Learning judo is a group experience: you participate in a physical activity surrounded by others who are at various stages in their own development. Most students show up for class, leave when it’s done, and that’s that. Their presence is incredibly appreciated, and they are essential to the club’s wellbeing. But they are there as individuals, for their own personal reasons, and their involvement stops when they bow off the mats. Like everyone else, that’s how I got started many decades ago.
Some students eventually get on a path to something very different. Perhaps one day they ask us if we could use some help with the beginners’ class. Perhaps they offer to organize a social activity. They start showing up early to set up the room before workouts, and stick around after classes to help with various matters. Some of them volunteer for roles like Club President, Treasurer, or Communications Officer, and some may eventually become instructors.
Somewhere along this journey, they have decided that our club matters deeply to them. They have internalized our culture and our values, and work to perpetuate them. They have figured out how they can help and stepped up to do so, each in their own way. Together, we are the team that ensures that our club will be there for future generations – as others have done before us. But at some point in the past, they – we – were all beginners trying to learn how to tie our belts.

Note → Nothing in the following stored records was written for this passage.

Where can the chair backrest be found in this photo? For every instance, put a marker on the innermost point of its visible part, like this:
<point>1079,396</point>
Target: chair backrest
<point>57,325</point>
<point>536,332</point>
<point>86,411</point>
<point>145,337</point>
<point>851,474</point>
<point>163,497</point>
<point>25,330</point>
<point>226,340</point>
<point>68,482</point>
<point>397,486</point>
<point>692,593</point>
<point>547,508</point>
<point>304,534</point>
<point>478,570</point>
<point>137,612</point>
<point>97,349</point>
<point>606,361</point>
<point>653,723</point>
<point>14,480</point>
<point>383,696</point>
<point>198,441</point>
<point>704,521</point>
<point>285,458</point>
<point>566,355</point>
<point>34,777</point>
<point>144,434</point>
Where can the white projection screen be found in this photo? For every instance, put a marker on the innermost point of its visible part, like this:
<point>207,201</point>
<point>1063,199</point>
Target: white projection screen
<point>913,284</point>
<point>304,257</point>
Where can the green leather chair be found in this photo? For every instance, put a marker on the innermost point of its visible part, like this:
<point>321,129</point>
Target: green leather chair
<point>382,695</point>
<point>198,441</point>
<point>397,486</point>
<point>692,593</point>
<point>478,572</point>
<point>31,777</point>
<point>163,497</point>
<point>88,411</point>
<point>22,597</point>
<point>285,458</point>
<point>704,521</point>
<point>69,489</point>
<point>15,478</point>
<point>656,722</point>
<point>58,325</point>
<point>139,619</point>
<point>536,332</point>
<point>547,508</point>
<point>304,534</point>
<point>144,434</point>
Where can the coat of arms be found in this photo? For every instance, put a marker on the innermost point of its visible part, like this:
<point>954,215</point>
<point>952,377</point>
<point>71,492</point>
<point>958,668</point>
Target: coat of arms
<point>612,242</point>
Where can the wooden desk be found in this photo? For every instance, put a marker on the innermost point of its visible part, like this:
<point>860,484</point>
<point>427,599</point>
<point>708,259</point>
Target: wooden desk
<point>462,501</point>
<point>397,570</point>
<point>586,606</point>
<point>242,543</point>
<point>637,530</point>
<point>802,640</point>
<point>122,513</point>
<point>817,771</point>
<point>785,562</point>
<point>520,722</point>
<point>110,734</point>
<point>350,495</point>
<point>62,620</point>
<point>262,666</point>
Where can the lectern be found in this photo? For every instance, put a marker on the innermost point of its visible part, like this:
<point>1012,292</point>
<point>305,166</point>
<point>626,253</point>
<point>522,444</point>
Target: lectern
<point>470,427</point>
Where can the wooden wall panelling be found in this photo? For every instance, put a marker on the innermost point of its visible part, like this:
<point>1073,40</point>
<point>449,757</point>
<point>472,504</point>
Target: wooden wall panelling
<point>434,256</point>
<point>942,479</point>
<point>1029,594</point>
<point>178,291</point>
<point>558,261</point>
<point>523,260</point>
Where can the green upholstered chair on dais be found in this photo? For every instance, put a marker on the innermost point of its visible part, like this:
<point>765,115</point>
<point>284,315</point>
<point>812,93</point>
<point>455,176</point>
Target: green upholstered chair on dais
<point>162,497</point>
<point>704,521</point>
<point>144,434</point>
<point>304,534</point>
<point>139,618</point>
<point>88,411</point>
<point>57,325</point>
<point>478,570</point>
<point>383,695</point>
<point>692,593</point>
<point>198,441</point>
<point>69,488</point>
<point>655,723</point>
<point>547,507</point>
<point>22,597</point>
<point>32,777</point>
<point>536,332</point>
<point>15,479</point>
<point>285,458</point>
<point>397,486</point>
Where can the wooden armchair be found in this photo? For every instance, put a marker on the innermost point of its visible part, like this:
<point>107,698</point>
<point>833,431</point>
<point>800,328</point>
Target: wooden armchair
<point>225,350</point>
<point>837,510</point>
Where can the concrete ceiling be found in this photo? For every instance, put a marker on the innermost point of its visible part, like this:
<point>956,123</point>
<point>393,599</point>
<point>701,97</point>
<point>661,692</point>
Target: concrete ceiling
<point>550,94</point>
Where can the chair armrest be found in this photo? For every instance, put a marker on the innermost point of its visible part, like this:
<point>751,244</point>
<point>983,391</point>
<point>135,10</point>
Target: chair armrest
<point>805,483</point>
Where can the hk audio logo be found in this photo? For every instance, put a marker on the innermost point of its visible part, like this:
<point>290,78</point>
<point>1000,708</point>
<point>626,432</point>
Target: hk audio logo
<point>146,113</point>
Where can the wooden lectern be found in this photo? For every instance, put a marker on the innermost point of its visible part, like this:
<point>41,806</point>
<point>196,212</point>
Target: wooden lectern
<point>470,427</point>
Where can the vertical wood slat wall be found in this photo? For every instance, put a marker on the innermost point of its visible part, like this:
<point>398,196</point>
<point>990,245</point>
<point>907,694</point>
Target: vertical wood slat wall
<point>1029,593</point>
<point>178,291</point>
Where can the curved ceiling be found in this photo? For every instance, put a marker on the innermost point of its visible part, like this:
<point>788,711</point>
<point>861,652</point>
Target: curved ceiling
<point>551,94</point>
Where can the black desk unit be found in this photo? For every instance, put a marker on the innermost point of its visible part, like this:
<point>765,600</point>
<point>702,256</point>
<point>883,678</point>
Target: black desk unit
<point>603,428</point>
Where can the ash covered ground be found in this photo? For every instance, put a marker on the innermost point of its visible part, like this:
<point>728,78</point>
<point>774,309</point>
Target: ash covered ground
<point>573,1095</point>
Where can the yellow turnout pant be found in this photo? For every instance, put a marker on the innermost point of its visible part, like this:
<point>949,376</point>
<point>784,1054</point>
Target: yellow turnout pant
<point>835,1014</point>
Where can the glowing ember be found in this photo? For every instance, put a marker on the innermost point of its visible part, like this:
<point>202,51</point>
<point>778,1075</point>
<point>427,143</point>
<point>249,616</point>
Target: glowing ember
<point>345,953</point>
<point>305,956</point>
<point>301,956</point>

For me, a key learning from working with groups and teams in the dojo has to do with the importance of creating the kind of environment that is essential for people to grow and develop into their full potential, wherever they start from, and whatever form that full potential may eventually take. In this respect, the start of a new beginners’ class is especially instructive. Students come to us from many countries and cultures, and with many different backgrounds. Classes are co-ed and for some beginners, that can be uncomfortable. Physical injury is possible. The skills that need to be developed are new and complex. Getting through this requires, from all participants, real generosity and a true growth mindset.
For members of our team, part of making all of this work – of creating and holding the space required for the magic to happen – involves what Peter Hawkins describes as “taking leadership with appropriate authority, presence and impact” (Hawkins, 2017, p. 264). But as Christine Thornton points out, this needs not be an intrusive process (Thornton, 2019, p. 327). This kind of light approach is very much in the spirit of “Ju” (as in Judo), which “is natural and free, without rigidity or hardness” (Mifune, 2004, p. 23). Holding the space, but as gently as possible, is key to optimal group, team, and individual outcomes.
What needs to be projected, in my experience, is a quiet confidence, light and approachable, backed up by a steadfast adherence to some principles – like respect, politeness, and mutual respect (the communication of which must go beyond words). The actual “doing” that this involves is pretty unremarkable: small things like always behaving in a dignified way, calling out unacceptable or improvable behavior without fail and in the moment (but always without shaming), making room for everyone, giving attention to everyone, reinforcing desired behaviors, keeping it fun, etc.
Creating the right kind of environment for groups, teams, and individuals to learn and thrive must be one of the most important things that I’ve had the fortune to see modeled by some remarkable people over the years. The result of their good work is that our club, so many decades on, continues to thrive despite everything that has happened. A great example of the kind of magic that can happen when people are offered the kind of supportive environment that allows them to have a positive impact on others.
Hawkins, P. (2017). Chapter 14 – Developing as a Team Coach. Leadership Team Coaching. Developing collective transformational leadership (3rd ed). London: Kogan Page, pp 256-273.
Mifune, K. (2004). The Canon of Judo: Classic Teachings on Principles and Techniques. Translated by Françoise White. Tokyo, Kodansha International, 224 pages.
Thornton, C. (2019). Chapter 22: Making of a Team Coach. In Clutterbuck, D., Gannon, J., Hayes, S., Iordanou, I., Lowe, K., MacKie, D. (Eds.). The Practitioner’s Handbook of Team Coaching. New York: Rutledge, pp 213-217, page 327.